Using variance properties to find the standard deviation of a sample

Question

The question is: The standard deviation of the mean mass of a sample of 2 aubergines is 20 g smaller than the standard deviation in the mass of a single aubergine. Find the standard deviation of the mass of an aubergine.

So, I chose X as the mass of an aubergine, and set up an equation:

$\sqrt{Var(X_1 + X_2)+20}=\sqrt{Var(X)}$

$Var(X_1 + X_2)+20=Var(X)$

$2Var(X)+20=Var(X)$

But then I get a negative value of $Var(X)$. What did I do wrong?

Edit: I realized that since it's a sample, it should be $Var(\frac{X_1 + X_2}{2})$. So I did make an equation like that, assuming $X_1+X_2=2X$. But then again I don't have the answer for some reason.
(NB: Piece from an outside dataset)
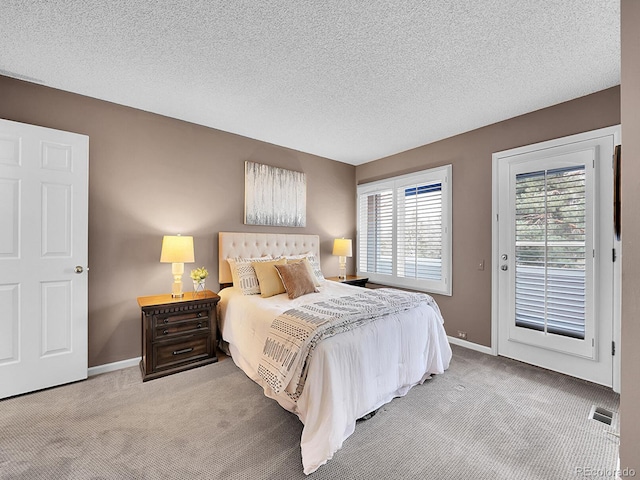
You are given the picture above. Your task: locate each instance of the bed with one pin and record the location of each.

$\frac{1}{4}(2)Var(X)+20=Var(X)$

$\frac{1}{2}Var(X)+20=Var(X)$

$\frac{1}{2}Var(X)=20$

$Var(X)=40$

And so the standard deviation would be $\sqrt{40}$. But apparently the answer is 68.3g. Anybody know what I did wrong?

Answer 1

The mean is $\frac{X_1+X_2}{2}$

And $Var\left(\frac{X_1+X_2}{2} \right)=\frac14\cdot (Var(X_1)+Var(X_2))$

Since $X_1$ and $X_2$ are iid, $\frac14\cdot (Var(X_1)+Var(X_2))=\frac{Var(X_1)}2$

Thus the equation $\frac{\sigma_1}{\sqrt 2}+20=\sigma_1$

Therefore $\sigma_1=\sigma_2=20(2+\sqrt 2)\approx 68.28$

Answer 2

Your problems are that the mean mass is $\frac{X_1+X_2}2$, not $X_1+X_2$ and that the equation should be with $+20$ outside the square root:

$$\sqrt{\text{Var}\left(\frac{X_1+X_2}2\right)} +20 = \sqrt{\text{Var}(X)}$$

Answer 3

\begin{align} \sqrt{Var(\bar{X})} + 20 &= \sqrt{Var(X)} \\ \sqrt{Var(X)/2} + 20 &= \sqrt{Var(X)} \\ \sqrt{Var(X)} &= \frac{20}{1-\sqrt{1/2}} = \frac{20\sqrt2}{\sqrt2-1} = 20\sqrt2 (\sqrt2 + 1) \end{align}